The log-sum-exp Trick
The cross entropy for a binary class is
$$ p \ln \hat p + (1-p) \ln (1-\hat p), $$
where $p$ is the probability of the label A and $\hat p$ is the predicted probability of label A. Since we have binary classes, $p$ is either 1 or 0. However, the predicted probabilities can be any value between $[0,1]$.
The problem is, exponentials may blow up if $p\to 0$. To deal with it, we can factor a exponential out,
$$ p = e^{a} ( e^{-a}p ). $$
We choose $a$ carefully so that this eliminates the factors that leads to $p\to 0$.
For example, if we have a Gaussian like probability
$$ \ln p \sim \ln \left(\sum_i \exp \left( -x_i^2 \right)\right), $$
we know that $x$ can be as large as $1e^6$. One such value in the training data will destroy our loss function as we will have to calculate the exponential then $\ln$. Though we can calculate this manually and it is fine, our computer will treat $e^{-1e6}$ as 0 and $\ln 0$ leads to negative infinity. We do not get the correct answer.

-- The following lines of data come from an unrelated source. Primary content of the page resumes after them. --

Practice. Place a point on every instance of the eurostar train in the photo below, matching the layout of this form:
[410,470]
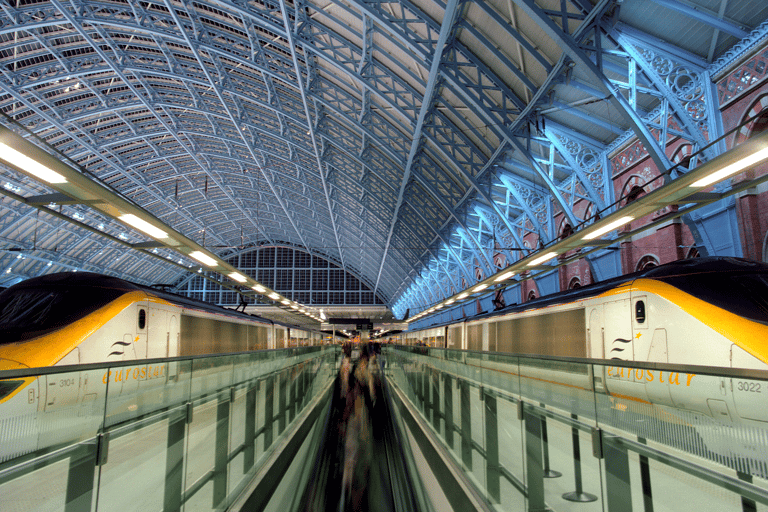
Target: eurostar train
[705,311]
[702,311]
[80,317]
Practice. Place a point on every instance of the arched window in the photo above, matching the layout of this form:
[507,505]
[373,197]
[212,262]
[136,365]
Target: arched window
[634,194]
[566,231]
[647,262]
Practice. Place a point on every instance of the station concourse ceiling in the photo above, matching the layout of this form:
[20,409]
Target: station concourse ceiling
[410,143]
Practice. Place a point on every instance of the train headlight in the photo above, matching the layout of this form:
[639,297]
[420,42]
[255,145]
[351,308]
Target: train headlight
[7,387]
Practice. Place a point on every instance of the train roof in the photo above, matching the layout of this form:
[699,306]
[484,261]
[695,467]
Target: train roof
[703,277]
[27,308]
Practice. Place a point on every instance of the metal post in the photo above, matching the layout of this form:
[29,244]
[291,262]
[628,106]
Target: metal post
[269,411]
[493,475]
[534,475]
[282,397]
[249,452]
[222,450]
[618,491]
[466,426]
[448,409]
[747,505]
[294,394]
[82,466]
[578,495]
[435,401]
[174,462]
[548,473]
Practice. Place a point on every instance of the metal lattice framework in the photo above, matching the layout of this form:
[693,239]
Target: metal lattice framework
[414,144]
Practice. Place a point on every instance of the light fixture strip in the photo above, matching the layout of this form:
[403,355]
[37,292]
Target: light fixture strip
[30,165]
[203,258]
[541,259]
[142,225]
[732,169]
[237,276]
[608,228]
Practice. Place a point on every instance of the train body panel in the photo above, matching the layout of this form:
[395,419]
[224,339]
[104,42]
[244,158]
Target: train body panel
[711,312]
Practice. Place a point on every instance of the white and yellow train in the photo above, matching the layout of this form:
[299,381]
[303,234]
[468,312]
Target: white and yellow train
[80,317]
[710,312]
[703,312]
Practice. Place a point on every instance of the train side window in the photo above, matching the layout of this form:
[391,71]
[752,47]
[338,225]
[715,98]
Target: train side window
[640,311]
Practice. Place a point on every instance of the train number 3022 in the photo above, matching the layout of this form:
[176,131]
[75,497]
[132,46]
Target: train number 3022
[754,387]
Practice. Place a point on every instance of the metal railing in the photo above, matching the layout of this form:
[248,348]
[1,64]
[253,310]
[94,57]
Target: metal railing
[575,434]
[161,434]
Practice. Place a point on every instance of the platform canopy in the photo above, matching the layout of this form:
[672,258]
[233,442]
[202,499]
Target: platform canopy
[415,144]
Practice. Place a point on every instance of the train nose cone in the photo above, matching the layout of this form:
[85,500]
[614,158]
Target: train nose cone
[10,364]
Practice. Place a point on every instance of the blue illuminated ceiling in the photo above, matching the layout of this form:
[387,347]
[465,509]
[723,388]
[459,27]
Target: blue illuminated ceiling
[410,143]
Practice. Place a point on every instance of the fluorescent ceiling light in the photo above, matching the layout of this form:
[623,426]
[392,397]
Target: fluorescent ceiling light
[608,227]
[30,165]
[203,258]
[504,276]
[542,259]
[237,276]
[143,225]
[733,168]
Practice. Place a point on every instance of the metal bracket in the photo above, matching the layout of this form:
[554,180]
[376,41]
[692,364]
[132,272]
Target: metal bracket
[597,442]
[102,448]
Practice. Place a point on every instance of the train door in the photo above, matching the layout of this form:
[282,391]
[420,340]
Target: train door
[618,331]
[596,346]
[173,337]
[157,333]
[618,344]
[62,390]
[142,329]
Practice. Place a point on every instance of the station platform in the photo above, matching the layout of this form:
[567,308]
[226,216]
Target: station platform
[450,430]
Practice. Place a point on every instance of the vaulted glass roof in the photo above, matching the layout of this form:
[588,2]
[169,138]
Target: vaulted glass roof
[413,144]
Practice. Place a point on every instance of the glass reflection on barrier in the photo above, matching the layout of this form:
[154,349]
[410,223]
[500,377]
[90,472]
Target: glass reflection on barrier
[555,434]
[180,434]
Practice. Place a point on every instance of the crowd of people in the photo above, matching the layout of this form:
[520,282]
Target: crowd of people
[359,391]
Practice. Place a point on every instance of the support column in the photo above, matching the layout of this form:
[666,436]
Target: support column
[82,468]
[534,474]
[222,450]
[174,461]
[281,397]
[269,411]
[448,409]
[466,426]
[493,475]
[435,401]
[249,452]
[618,491]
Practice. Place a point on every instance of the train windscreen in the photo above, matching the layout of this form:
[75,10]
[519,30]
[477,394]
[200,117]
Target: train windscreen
[27,312]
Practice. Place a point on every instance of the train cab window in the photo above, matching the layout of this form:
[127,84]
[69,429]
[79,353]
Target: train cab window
[640,311]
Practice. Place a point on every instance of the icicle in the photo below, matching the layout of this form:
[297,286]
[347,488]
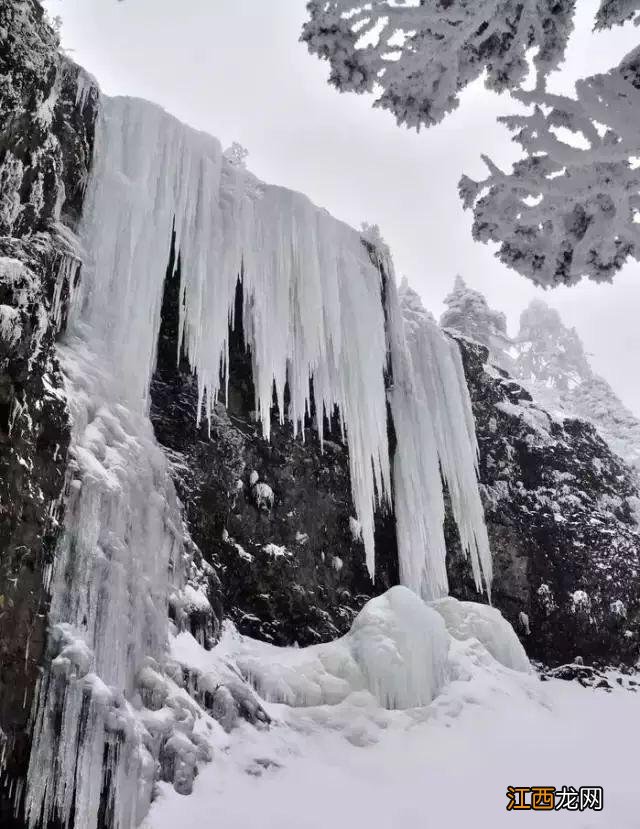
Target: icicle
[436,437]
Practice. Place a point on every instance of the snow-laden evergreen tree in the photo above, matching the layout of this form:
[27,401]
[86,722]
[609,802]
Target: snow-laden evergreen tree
[417,58]
[469,313]
[570,208]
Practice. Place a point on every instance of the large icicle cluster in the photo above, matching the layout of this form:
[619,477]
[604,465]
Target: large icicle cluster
[108,614]
[311,294]
[436,435]
[315,322]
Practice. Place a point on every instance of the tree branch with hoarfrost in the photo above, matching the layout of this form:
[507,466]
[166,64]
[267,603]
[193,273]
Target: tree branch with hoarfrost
[571,207]
[417,58]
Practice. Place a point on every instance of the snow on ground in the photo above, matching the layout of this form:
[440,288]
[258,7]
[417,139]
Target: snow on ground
[354,764]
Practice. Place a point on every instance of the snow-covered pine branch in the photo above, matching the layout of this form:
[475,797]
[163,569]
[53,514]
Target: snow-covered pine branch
[571,207]
[616,12]
[417,58]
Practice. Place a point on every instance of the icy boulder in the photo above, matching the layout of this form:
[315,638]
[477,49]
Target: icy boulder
[401,646]
[469,620]
[397,649]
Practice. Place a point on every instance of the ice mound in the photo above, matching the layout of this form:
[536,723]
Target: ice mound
[401,646]
[470,620]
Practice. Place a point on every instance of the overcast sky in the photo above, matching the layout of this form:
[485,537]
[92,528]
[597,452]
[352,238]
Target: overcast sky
[235,68]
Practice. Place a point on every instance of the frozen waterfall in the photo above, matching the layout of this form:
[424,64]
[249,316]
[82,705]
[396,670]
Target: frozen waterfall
[313,314]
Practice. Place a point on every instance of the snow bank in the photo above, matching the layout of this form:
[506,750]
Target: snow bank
[469,620]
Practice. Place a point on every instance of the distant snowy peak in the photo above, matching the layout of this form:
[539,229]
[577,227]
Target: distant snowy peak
[550,361]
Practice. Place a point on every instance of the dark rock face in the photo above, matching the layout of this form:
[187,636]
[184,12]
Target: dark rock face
[273,518]
[46,136]
[559,508]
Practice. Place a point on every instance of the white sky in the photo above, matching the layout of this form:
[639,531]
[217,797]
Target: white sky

To deal with it, we will factor out the exponentials, and rewrite the expression as
$$ \begin{align} p \sim & a + \ln\left(e^{-a} \sum_i \exp \left( -x_i^2 \right)\right) \\ \sim & a + \ln \left(\sum_i \exp \left( -x_i^2 - a \right)\right) \end{align} $$
where $a$ can be $-1e6$. In this case, we do not hit the overflow problem in the computer.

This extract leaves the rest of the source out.